Her ne kadar başbakanının “3 çocuk” isteğiyle aynı paralelde olmasa da –anladınız, zor bir durum-,kendince istikrarlı bir açıklamaydı bu. Nitekim, son 1 ayda önce “okullar kapanabilir” açıklaması geldi bakanlıktan, sonra “işte biz böyle önlem alırız, dediğimizi yaparız” dercesine bir bir kapanmaya başladı okullar.

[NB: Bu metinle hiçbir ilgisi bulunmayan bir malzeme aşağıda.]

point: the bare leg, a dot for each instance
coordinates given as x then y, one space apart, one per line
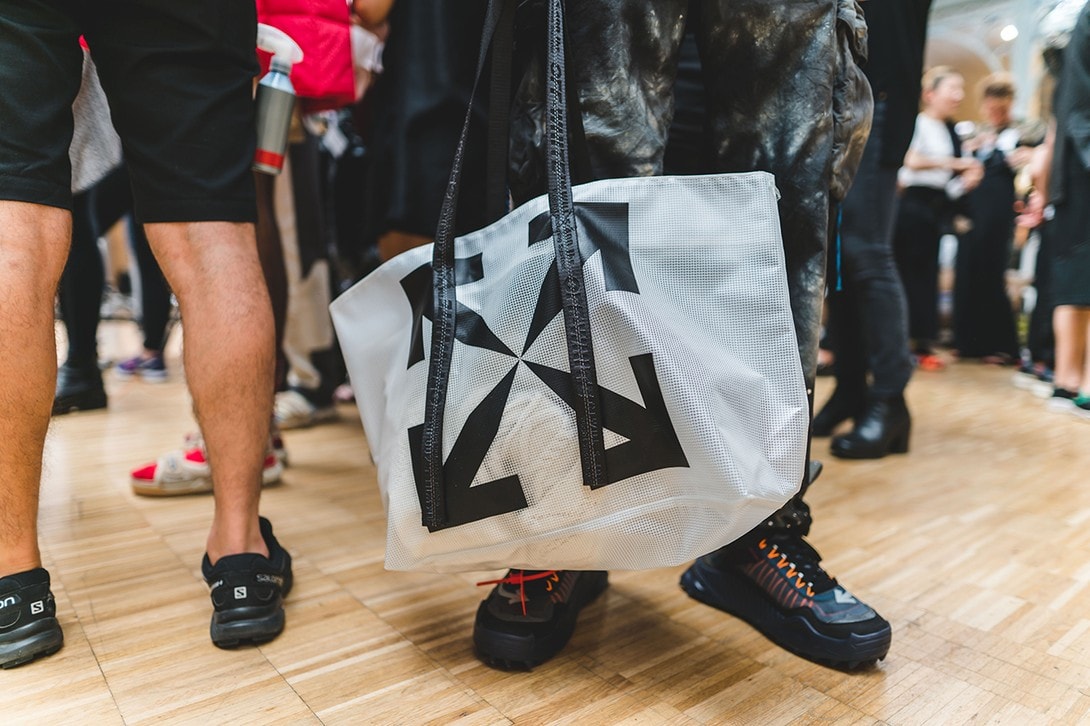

Son bir aydır, “domuz gribine karşı, el yıkama alternatifi” olarak tüm televizyonlarda bangır bangır karşımıza çıkan jellerin fiyatı 2 milyondan 10 milyona çıkarken, gribe karşı etkili olduğu ileri sürülen sebzelerin fiyatı arttı, halk bütünüyle paniğe sevkedildi. Yeni bir aşı da piyasaya çıktı, malum... Herkes, bir şeylerden -sağlıktan bile- faydalanma peşinde sanki. Halk bilinçlensin bilinçlenmesine de, acaba "ürküten haberler silsilesi" halkı bilinçlendirmek yerine tüketmeye ve sinmeye mi itiyor biraz? "Evinizde oturun, kafeye, sinemaya gitmeyin, okula da gitmeyin, hatta işe de gitmeyin..." Güzel bir çözüm, ama "Ah şu okullar olmasa, maarifi ne güzel yönetirdim" e mi benziyor sanki?
Her şeyi abartmayı pek seviyoruz, Çernobil’den sonra “bakın bana bir şey olmuyor” diyerek çay içen bakandan iyidir; fakat, yine de abartmıyor muyuz? Daha sakin ve sağlam önlemler alınamaz mı bu ülkede? İlle de milleti karantinaya mı almalı?